The Empire State Building on the island of Manhattan shined in the September sun like a gigantic compass in the distance. Heading east, with the sun baking the part down the middle of her box-braided head, the woman stumbled upon a lunchtime exhibition of young girls dancing their sprightly rendition of "Riverdance" in the shadow of The New York Public Library. She kept turning her head obsessively to watch the display, as if her eyes were unable to resist drinking in a scene that resembled one from her joyful childhood. Just one more glance, she thought whimsically, slowing down before starting again at a brisk pace.

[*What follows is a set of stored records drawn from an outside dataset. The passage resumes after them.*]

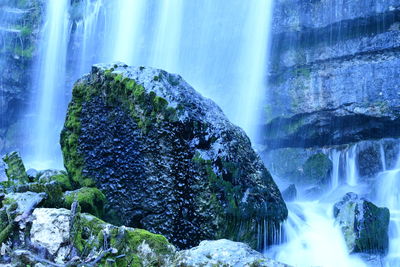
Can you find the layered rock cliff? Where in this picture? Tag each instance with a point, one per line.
(19, 33)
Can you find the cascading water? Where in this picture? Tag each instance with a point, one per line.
(311, 232)
(49, 95)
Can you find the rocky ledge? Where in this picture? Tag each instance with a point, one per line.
(40, 227)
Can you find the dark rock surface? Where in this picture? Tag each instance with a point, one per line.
(19, 33)
(166, 158)
(364, 225)
(290, 193)
(334, 73)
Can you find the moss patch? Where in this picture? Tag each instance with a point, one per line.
(91, 200)
(129, 247)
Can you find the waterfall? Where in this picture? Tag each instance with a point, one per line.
(313, 238)
(218, 47)
(48, 97)
(351, 166)
(335, 158)
(388, 195)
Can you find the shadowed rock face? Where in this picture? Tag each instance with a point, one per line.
(364, 225)
(167, 159)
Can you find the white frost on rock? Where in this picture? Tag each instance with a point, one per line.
(223, 252)
(50, 229)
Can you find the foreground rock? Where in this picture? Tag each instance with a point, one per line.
(223, 253)
(167, 159)
(364, 225)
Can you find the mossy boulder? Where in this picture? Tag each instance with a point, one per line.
(302, 167)
(364, 225)
(167, 159)
(91, 200)
(317, 169)
(223, 253)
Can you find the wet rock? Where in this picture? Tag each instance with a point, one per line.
(223, 253)
(167, 159)
(364, 225)
(91, 200)
(15, 169)
(309, 102)
(290, 193)
(32, 173)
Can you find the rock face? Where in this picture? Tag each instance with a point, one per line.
(19, 33)
(166, 158)
(364, 225)
(223, 253)
(334, 73)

Two yards ahead the man stood in the center of the pavement, his smile welcoming her. "Hey, Inez!" he called out. He had been watching her the entire time. In fact, if he had not uttered her name, she would have rushed past him. When they were face to face, his mouth was the first to greet "hello." His sensuous lips spread apart into the toothy smile of someone who could barely conceal a terrific secret.
"Oh, hi, Antoine," Inez returned in an almost matter-of-fact manner. As he was four inches taller than she, a statistic he cited on their first and last date -- a dinner cruise from Chelsea Piers up the Hudson River two years prior -- she had to strain her neck to plant an innocent kiss on his tanned face. With the quick reflex of a batter ducking out of the path of a supersonic fastball, he dodged her wine-tinted lips, stepping backward and to his left. She reacted by twisting her mouth into a scowled response, then smacked his arm.
"Here you go," Antoine said, switching the subject by whipping out a slender white box wrapped in a royal-blue ribbon from a side pocket in his trench. A gift for me, but it's not my birthday, she wondered.
"Thank you. OK, bye," Inez said, becoming painfully self-conscious from his intense stare into her dark brown eyes. If she had worn heels, she would have gladly pivoted on them to escape his endearing presence. But he had other plans.
"Have you eaten?"
"No." Emotional paralysis rendered her immobile. His hooded eyes were hypnotizing her.